C'est une leçon de vie que vous donnait là le pasteur Gschaedler, une leçon dont doivent se souvenir tous ceux qui ont des responsabilités, autrement dit nous tous. Car nous avons tous des responsabilités, individuelles ou collectives. Individuelles envers nous-mêmes et envers nos proches, collectives envers les diverses sociétés dont nous faisons partie. Une responsabilité dans la recherche du bonheur commun ou dans la commune recherche du bonheur, du bien, de ce qui est juste, de ce qui est beau et de ce qui est vrai, autrement dit de ce qui dure bien au-delà des convoitises du monde tel qu'il brille dans sa vanité.

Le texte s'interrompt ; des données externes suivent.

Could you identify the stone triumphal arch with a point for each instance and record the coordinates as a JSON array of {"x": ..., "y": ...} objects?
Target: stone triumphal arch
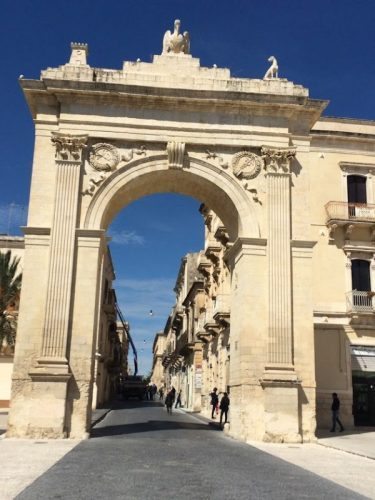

Car le monde dont il est question dans la lettre de Jean, ce monde qu'il ne faut pas aimer, c'est le monde de l’égoïsme, de l’accaparement des ressources, le monde de la triple convoitise, celle de la chair, celle des yeux et celle de la vie, autrement dit la triple prétention à tout posséder, à tout consommer et enfin à tout exploiter. Ce monde-là, qui est le monde dans lequel nous vivons, n'a aucune réalité face au monde dont nous parlent les prophètes de l'ancien Israël, face au Royaume de Dieu dont nous parlent Jésus et Jean, face au monde que nous aimons parce qu'il est celui qui répond à « la volonté de Dieu et demeure éternellement » pour reprendre la formulation de votre verset de mariage.


Ce monde aimé de Dieu qu'il nous faut rechercher, défendre et construire pour nous-mêmes, nos enfants et nos contemporains c'est l'utopie biblique que décrit le prophète Michée que nous avons entendu tout à l'heure : « De leurs épées, il forgeront des socs Et de leurs lances des serpes (…) tandis que tous les peuples marchent chacun au nom de son dieu, Nous marchons, nous, Au nom de l'Éternel, notre Dieu, À toujours et à perpétuité » (Michée 4, 3-5). C'est cela le monde qui dure, c'est cela qui est éternel, c'est lorsque ce qui sert à la destruction est transformé en ce qui sert à la subsistance de tous, quand ce qui sert à la prédation est transformé en ce qui sert à la répartition, quand ce qui sert à l'exploitation devient un outil d'émancipation et de libération.

Alors aujourd'hui, Philippe, Christian, Claudine et Yves ses enfants et vous Marie-Céline, Marjorie, Aurélie, Capucine, Adeline, Eliott, Benjamin, ses petits-enfants et sans oublier la toute petite Roxanne son arrière-petite fille et nous tous qui sommes ici rassemblés, nous voulons nous souvenir de Jean-Paul et au-delà de lui de tous ceux qui nous ont précédés dans la foi et dans la vie chrétienne, c'est bien cette utopie du Royaume, l'utopie biblique, celle de Michée, de Jean et de Jésus qu'il nous faut rechercher, aujourd'hui, demain, éternellement.